In sum, I find that the Complainant's position was eliminated as a result of legitimate business needs resulting from downsizing. I also find that the Respondent did not retaliate or discriminate against Complainant by eliminating his position and reclassifying him as a senior engineer. There is no evidence to support an allegation that any of the actions by the Respondent were motivated by or as a result of an intent to discriminate or retaliate against Complainant for having engaged in alleged protected activities.

RECOMMENDED ORDER

    It is my recommendation that Complainant's complaint be DENIED.

    Entered this 26th day of November, 1996, at Metairie, Louisiana.

      C. RICHARD AVERY
      Administrative Law Judge

CRA:kw

[ENDNOTES]

1 The conclusions that follow are in part those proposed by the parties in their post-hearing proposed findings of fact, conclusions of law and order, for where I agreed with summations I adopted the statements rather than rephrasing the sentences.

2 At the hearing, Complainant was uncertain as to the damages he was seeking since he is still in the employment of Respondent. Post-hearing, Complainant urged he was entitled to compensatory damages for future wage and retirement benefits he projects he will loose by virtue of his reclassification.
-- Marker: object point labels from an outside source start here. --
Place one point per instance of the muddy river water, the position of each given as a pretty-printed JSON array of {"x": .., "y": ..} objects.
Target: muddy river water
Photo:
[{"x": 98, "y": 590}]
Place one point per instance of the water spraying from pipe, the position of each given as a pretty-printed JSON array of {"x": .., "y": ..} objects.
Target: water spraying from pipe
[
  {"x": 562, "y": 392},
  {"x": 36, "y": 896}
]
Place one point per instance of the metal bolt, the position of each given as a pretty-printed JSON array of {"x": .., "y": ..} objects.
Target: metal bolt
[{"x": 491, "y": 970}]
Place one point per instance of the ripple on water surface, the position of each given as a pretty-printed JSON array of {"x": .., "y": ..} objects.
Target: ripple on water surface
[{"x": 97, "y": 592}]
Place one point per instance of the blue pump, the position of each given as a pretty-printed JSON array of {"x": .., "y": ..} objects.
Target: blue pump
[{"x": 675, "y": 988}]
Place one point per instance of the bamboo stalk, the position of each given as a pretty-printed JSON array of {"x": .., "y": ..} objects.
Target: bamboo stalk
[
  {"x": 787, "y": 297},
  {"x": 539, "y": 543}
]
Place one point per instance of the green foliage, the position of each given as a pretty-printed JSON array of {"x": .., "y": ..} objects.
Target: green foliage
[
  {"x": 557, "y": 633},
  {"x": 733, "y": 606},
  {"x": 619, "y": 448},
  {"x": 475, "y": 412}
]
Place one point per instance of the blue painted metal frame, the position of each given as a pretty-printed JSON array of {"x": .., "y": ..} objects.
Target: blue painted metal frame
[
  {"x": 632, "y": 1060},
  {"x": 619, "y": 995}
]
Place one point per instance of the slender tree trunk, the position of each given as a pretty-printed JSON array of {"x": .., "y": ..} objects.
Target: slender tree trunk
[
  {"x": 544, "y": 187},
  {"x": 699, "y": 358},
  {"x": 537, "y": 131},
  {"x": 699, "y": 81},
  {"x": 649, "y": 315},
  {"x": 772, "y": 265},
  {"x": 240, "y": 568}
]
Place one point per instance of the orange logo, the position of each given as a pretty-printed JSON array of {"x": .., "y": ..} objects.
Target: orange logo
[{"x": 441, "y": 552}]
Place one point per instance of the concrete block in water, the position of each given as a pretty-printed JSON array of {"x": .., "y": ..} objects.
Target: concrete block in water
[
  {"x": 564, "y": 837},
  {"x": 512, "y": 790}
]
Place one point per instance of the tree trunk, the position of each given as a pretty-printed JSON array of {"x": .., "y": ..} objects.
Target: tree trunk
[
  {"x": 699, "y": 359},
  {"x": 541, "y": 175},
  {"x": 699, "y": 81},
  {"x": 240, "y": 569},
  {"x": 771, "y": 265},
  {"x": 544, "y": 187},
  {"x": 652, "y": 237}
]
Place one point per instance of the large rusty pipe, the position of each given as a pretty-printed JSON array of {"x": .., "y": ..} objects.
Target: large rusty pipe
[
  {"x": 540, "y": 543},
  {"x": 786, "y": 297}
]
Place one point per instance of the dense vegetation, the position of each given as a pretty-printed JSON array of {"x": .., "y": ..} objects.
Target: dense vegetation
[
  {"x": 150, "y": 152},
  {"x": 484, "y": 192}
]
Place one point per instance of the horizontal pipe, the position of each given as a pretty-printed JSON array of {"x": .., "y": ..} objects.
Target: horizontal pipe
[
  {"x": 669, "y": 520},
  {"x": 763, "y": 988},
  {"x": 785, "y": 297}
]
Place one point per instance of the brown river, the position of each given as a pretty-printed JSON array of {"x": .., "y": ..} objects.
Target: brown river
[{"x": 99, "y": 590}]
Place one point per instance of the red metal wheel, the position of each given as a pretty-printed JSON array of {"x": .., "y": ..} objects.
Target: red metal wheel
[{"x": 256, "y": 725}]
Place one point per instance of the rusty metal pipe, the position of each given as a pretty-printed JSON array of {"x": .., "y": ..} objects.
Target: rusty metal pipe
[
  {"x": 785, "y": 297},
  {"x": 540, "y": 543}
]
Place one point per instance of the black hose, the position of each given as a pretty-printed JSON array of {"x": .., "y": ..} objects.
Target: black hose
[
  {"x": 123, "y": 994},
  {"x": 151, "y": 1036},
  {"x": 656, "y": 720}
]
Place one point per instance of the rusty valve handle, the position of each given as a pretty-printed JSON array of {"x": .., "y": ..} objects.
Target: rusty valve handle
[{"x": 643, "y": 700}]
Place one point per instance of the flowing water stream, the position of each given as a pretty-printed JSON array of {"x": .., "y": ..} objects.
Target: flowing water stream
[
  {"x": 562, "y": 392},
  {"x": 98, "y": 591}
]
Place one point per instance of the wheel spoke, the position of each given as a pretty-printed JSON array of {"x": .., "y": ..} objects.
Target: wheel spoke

3 The senior staff engineer within the Respondent's engineering job family is a slotted position which is filled by a qualified individual with a high level of technical expertise in one of eight disciplines. A limited number of positions may be filled within one of those eight disciplines when the company decides that there is a business need to retain an individual's contributions to the company in that particular areas. This has been the corporate policy since 1992. (RX 3).